Cinema

Movies: Wonder

Omnes-June 21, 2018-Reading time: 2 minutes

Chbosky achieves a smooth ride, with surprises, metaphors for life in the science classroom, humor, and the depth that the natural tensions of the plot allow. Those who haven't turned the page on their childhood and put kindness before rationalized justice will enjoy the film.

Text -José María Garrido

Title: Wonder
Director: Stephen Chbosky
Screenplay: Steve Conrad, Jack Thorne
United States, 2017

Five years ago Stephen Chbosky tackled some murky issues of adolescence and friendship in The Perks of Being an Outcast. Now he turns the camera on the difficulties of acceptance, his own and others', of a boy with a deformed face who starts school.

Auggie (Jacob Trembley) has everything but an admirable face. His small family, father included, gravitates around him. The bold mother (Julia Roberts rules) has homeschooled him until he was ten years old. The boy is sharp and happy, though he still wavers in the ambivalence of being an astronaut and hiding his face: he likes to wear the space helmet. When the time comes for him to go to high school, his parents decide that he should go to school with his face uncovered.

The script adapts with good rhythm the juvenile book La lección de August, by Raquel Jaramillo Palacio. A lot of things happen in a school year: classes, slogans of the day, recess, lunchroom, sly glances, inchoate friendships, Halloween, Christmas, well-meaning lies, reconciliation... Some viewers find it hard to get used to a child being the main narrator, and even more so with dubbing. But the credibility of the story grows because of the successful performances of the cast and because the film -following the novel- recounts those months also from the point of view of other characters.

Chbosky achieves a smooth ride, with surprises, metaphors for life in the science classroom, humor, and the depth that the natural tensions of the plot allow. Those who haven't turned the page on their childhood and put kindness before rationalized justice will enjoy the film.
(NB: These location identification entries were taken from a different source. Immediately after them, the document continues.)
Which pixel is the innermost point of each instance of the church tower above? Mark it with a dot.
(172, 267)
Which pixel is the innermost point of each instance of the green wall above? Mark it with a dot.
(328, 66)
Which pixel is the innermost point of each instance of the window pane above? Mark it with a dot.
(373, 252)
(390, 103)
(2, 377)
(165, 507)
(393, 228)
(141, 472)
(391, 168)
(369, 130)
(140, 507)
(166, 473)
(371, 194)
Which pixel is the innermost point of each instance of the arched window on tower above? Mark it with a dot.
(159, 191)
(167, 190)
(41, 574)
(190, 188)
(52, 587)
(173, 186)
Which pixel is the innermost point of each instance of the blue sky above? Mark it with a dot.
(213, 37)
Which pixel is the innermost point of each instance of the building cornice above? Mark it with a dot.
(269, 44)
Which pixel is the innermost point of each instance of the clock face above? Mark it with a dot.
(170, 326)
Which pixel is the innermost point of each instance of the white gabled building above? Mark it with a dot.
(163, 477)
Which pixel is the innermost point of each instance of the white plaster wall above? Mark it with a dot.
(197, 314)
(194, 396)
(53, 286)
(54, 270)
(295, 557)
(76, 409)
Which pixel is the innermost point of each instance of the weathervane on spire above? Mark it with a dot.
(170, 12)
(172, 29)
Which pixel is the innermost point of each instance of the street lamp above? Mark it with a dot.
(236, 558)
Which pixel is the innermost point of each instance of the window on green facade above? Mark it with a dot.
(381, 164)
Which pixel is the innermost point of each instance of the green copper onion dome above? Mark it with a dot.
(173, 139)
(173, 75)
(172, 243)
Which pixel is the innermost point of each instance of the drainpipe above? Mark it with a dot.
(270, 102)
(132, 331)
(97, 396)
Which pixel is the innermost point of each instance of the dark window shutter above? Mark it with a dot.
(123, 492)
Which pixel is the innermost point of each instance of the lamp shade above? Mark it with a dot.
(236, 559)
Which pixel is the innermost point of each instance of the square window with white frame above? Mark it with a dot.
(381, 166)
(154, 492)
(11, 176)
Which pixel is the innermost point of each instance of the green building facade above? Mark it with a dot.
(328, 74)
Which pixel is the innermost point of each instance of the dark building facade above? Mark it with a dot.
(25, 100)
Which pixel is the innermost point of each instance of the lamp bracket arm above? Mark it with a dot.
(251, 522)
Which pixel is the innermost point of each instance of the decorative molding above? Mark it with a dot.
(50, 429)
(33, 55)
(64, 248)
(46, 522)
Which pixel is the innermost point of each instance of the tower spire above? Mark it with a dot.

For those who want another educational story, with less budget and in a husky key, there is La vida y nada más, by the Spaniard Antonio Méndez. They are the antipodes of the Wonder miracle: a poor, unstructured black family, a hard-working and foul-mouthed mother, two children in her care because the father is in jail, while she tries to redirect the teenage son who flirts with delinquency in search of his full identity, that is, his paternal bond... Almost theater, without music, cut by the fades to black and its silences, filmed in English. Also in this film, the characters learn to look with more understanding at the one closest to them.